Participating in a collective struggle has given me the opportunity to transcend my own individuality, to develop my self-esteem and to join my efforts to those of others in order to demand a world that is fairer and founded on the principle of solidarity.

My father was a trade union leader at the Union of Sales Representatives, and my grandmother’s brother was a typographer in the Union of Graphical Workers, both in Argentina. I was inculcated with strong ethical values based on the principles of equality and justice. As soon as I started working, I joined a union and soon found myself participating in collective mobilisation and strikes. In 1976, as a result of the persecutions directed against me, I was forced into exile. When I returned home in 1982, I unionised the 100 workers employed by my printing company and they elected me as their shop steward. From then on I occupied a number of positions both at the national and international level.

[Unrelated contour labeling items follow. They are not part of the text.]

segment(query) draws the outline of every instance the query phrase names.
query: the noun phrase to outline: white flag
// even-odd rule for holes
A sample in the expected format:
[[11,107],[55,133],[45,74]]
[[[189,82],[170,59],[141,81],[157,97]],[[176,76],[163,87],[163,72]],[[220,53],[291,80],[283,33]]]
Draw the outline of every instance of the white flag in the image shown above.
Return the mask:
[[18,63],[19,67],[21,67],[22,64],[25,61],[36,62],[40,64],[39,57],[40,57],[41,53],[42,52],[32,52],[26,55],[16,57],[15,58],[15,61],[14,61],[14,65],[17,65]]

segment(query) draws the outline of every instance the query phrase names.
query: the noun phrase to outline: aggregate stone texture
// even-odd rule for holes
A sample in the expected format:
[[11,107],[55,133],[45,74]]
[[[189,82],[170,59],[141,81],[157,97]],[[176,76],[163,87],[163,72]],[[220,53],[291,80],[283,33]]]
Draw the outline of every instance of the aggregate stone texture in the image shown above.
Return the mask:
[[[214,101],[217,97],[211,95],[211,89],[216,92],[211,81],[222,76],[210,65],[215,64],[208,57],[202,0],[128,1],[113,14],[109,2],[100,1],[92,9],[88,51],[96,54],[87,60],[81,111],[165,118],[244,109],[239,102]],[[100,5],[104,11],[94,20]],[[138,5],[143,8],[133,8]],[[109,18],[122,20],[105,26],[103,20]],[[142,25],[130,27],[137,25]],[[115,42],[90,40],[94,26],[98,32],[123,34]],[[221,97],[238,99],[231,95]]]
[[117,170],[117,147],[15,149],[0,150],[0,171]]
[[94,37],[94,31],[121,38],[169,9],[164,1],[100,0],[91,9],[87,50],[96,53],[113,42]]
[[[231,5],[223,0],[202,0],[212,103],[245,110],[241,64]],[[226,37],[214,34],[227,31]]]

Trade union activism has given me a strong sense of identity and belonging. I never saw union activism as a space for individual achievements, but rather as a collective undertaking. At the printing company I felt that in my own modest way I had helped a hundred workers to gain a better understanding of their rights and dignity. Within UNI, I was proud, together with other sisters and brothers, to have negotiated various global agreements and am now actively involved in their implementation.

I never saw my place in the labour movement and as a political activist in terms of a career. It was quite simply my place in the world, a space which gave meaning and direction to my life.

Participating in a collective struggle has given me the opportunity to transcend my own individuality, to develop my self-esteem and to join my efforts to those of others in order to demand a world that is fairer and founded on the principle of solidarity.